Presiden Prabowo Subianto menunjuk Purbaya Yudhi Sadewa menjadi Menteri Keuangan (Menkeu) menggantikan Sri Mulyani. Purbaya sebelumnya menjabat sebagai Ketua Dewan Komisioner Lembaga Penjamin Simpanan (LPS).
Direktur Eksekutif Center of Economic and Law Studies (CELIOS), Bhima Yudhistira, menilai tugas penting Purbaya sebagai Menkeu sangat mendesak, yaitu untuk mengembalikan kepercayaan publik.
Selain itu, Purbaya harus bisa memastikan strategi penerimaan pajak dilakukan dengan memperhatikan daya beli kelompok menengah dan bawah, seperti menurunkan tarif PPN menjadi 8 persen, dan menaikkan PTKP menjadi Rp 7 juta per bulan.
Kemudian, kata Bhima, kebijakan pajak juga harus menyasar sektor ekstraktif melalui pajak produksi batu bara, dan pajak windfall profit (anomali keuntungan) yang biasanya terjadi pada harga komoditas.
"Selain itu pajak kekayaan berupa 2 persen pajak bagi aset orang super kaya merupakan hal yang urgent dilakukan untuk menekan ketimpangan, sekaligus memperbesar penerimaan negara," kata Bhima melalui keterangan tertulis, Senin (8/9).
Bhima mengatakan tugas kedua yaitu efisiensi anggaran harus dilakukan dengan dasar kajian makroekonomi yang transparan, tidak mengganggu pelayanan publik dan infrastruktur dasar.
"Efisiensi yang salah dilakukan oleh Sri Mulyani harus dievaluasi ulang karena telah menimbulkan guncangan pada dana transfer daerah dan kenaikan pajak daerah yang merugikan masyarakat," ujar Bhima.

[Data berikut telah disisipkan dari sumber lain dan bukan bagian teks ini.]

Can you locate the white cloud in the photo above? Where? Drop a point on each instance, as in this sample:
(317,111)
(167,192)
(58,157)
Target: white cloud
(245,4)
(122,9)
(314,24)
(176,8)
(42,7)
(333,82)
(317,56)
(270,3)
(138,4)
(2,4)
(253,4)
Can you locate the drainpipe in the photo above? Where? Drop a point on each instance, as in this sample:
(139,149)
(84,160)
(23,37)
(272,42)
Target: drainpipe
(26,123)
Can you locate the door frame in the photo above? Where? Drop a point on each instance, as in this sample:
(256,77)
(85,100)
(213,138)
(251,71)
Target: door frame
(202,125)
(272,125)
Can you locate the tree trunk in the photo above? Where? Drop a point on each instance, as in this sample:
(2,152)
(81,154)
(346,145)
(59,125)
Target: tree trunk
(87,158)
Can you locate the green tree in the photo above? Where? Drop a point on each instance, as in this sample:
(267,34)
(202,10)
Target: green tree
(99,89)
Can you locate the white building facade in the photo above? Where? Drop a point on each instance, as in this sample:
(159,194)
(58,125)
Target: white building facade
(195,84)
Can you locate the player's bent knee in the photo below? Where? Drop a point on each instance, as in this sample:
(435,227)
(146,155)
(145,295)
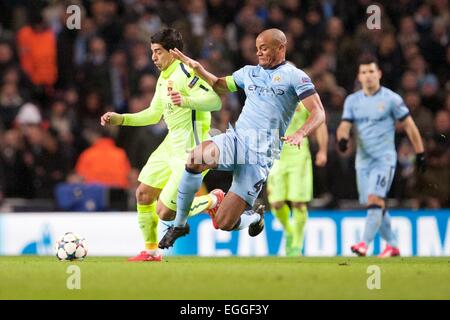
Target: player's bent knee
(225,225)
(194,168)
(165,213)
(373,200)
(277,205)
(143,196)
(299,205)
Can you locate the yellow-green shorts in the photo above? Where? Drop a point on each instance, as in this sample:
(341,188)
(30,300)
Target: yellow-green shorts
(164,171)
(291,180)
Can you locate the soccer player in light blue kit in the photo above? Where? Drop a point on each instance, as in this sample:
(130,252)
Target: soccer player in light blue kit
(373,111)
(273,89)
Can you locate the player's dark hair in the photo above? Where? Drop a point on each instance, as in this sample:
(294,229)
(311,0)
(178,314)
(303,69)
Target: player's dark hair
(168,38)
(368,59)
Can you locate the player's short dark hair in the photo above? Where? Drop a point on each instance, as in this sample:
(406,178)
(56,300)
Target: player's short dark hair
(368,59)
(168,38)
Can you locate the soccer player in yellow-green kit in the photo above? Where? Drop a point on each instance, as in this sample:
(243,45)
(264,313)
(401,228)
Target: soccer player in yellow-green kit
(291,179)
(185,102)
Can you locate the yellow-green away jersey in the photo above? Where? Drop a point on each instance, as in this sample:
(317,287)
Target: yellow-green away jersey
(301,114)
(188,126)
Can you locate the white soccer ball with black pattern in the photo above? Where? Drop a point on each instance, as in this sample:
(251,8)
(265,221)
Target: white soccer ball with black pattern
(71,247)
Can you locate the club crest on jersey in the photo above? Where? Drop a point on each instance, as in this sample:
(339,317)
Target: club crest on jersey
(193,82)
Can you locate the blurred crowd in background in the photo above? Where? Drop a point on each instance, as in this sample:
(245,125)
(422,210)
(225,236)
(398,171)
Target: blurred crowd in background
(56,82)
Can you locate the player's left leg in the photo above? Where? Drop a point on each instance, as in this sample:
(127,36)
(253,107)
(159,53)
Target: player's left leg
(235,212)
(299,216)
(379,182)
(389,236)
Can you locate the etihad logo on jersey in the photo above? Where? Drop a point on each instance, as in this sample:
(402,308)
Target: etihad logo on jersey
(266,91)
(276,78)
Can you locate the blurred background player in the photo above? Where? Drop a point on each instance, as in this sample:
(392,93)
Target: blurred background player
(291,179)
(185,102)
(374,110)
(273,89)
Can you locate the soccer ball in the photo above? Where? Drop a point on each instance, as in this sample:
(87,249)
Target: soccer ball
(71,247)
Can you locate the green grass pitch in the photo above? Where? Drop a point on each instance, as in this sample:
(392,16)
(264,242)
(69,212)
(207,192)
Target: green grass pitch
(29,277)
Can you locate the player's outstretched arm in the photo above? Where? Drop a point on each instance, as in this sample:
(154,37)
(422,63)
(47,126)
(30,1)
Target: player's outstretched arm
(322,140)
(416,140)
(146,117)
(218,84)
(316,117)
(202,99)
(343,134)
(111,118)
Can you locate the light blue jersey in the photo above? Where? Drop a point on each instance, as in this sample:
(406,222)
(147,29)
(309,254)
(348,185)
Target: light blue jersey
(272,97)
(374,118)
(250,149)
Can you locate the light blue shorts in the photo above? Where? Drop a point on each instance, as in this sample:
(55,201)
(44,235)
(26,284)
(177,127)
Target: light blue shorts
(376,180)
(250,169)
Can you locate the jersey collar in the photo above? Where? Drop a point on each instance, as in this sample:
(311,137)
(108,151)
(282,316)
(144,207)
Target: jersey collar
(373,94)
(278,65)
(170,69)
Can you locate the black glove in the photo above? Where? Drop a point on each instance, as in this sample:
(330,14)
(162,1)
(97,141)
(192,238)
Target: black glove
(343,145)
(421,162)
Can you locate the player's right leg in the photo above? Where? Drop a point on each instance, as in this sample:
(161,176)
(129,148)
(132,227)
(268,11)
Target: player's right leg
(146,197)
(277,196)
(377,181)
(153,177)
(167,204)
(300,192)
(204,156)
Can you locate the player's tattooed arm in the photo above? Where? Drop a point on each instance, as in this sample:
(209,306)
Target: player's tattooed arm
(316,117)
(322,140)
(343,134)
(111,118)
(413,134)
(218,84)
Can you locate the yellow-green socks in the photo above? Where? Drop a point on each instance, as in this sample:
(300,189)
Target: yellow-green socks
(200,204)
(300,216)
(148,223)
(283,215)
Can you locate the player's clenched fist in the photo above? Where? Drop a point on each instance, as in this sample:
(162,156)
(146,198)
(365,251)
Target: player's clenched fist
(176,97)
(111,118)
(295,139)
(191,63)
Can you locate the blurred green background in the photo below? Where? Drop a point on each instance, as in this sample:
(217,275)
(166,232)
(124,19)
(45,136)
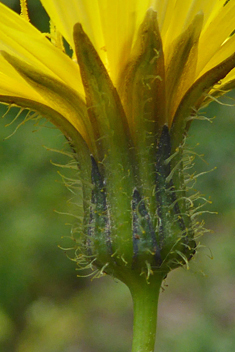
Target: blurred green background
(45,307)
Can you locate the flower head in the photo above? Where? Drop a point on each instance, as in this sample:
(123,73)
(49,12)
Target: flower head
(138,74)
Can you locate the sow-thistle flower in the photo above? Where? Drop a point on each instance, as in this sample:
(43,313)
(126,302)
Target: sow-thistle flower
(138,74)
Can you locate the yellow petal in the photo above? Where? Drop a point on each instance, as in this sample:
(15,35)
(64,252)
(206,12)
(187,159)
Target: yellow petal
(110,25)
(216,30)
(21,39)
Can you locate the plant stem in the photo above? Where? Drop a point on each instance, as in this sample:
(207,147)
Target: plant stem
(145,299)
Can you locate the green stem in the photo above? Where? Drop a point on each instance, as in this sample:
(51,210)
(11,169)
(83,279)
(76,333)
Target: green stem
(145,299)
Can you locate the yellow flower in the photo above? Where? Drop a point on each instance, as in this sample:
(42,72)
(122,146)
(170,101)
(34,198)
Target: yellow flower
(138,73)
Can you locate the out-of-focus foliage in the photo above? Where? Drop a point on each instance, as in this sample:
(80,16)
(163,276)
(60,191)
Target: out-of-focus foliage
(44,307)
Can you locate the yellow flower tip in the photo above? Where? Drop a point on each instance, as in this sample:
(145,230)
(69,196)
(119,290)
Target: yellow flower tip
(24,10)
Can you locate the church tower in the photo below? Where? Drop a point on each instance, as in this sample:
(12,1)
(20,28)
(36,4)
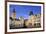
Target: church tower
(14,14)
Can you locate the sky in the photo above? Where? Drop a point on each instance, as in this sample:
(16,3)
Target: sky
(23,10)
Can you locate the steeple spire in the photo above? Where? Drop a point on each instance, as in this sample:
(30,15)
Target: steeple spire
(14,10)
(30,13)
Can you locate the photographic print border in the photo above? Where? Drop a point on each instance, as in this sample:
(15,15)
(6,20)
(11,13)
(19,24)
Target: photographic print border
(22,2)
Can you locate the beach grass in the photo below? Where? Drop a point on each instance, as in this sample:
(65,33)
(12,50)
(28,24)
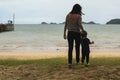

Bhima mengungkapkan tugas ketiga Purbaya adalah segera melakukan restrukturisasi utang pemerintah, menekan beban bunga utang, membuka ruang debt swap for energy transition (menukar kewajiban utang dengan program transisi energi), debt swap for nature (menukar utang dengan konservasi hutan/ mangrove/karst), dan debt cancellation (pembatalan utang yang merugikan).
Keempat, Bhima meminta Purbaya berani mencopot Wakil Menteri (Wamen) dan pejabat di Kementerian Keuangan yang melakukan rangkap jabatan di BUMN, karena bertentangan dengan keputusan Mahkamah Konstitusi (MK), dan menghindari konflik kepentingan.
Selanjutnya, kata Bhima, tugas kelima yakni mengevaluasi seluruh belanja perpajakan (stimulus dan insentif fiskal) yang merugikan keuangan negara. Menurut Bhima, perusahaan yang telah mendapatkan tax holiday dan tax allowances wajib diaudit baik laporan keuangan dan dampak yang dihasilkan bagi penyerapan tenaga kerja.
"Tidak boleh lagi ada insentif fiskal yang memperburuk ketimpangan antara perusahaan skala besar dan pelaku usaha UMKM. Kami juga mendorong transparansi pemberian insentif fiskal secara berkala kepada publik," tutur Bhima.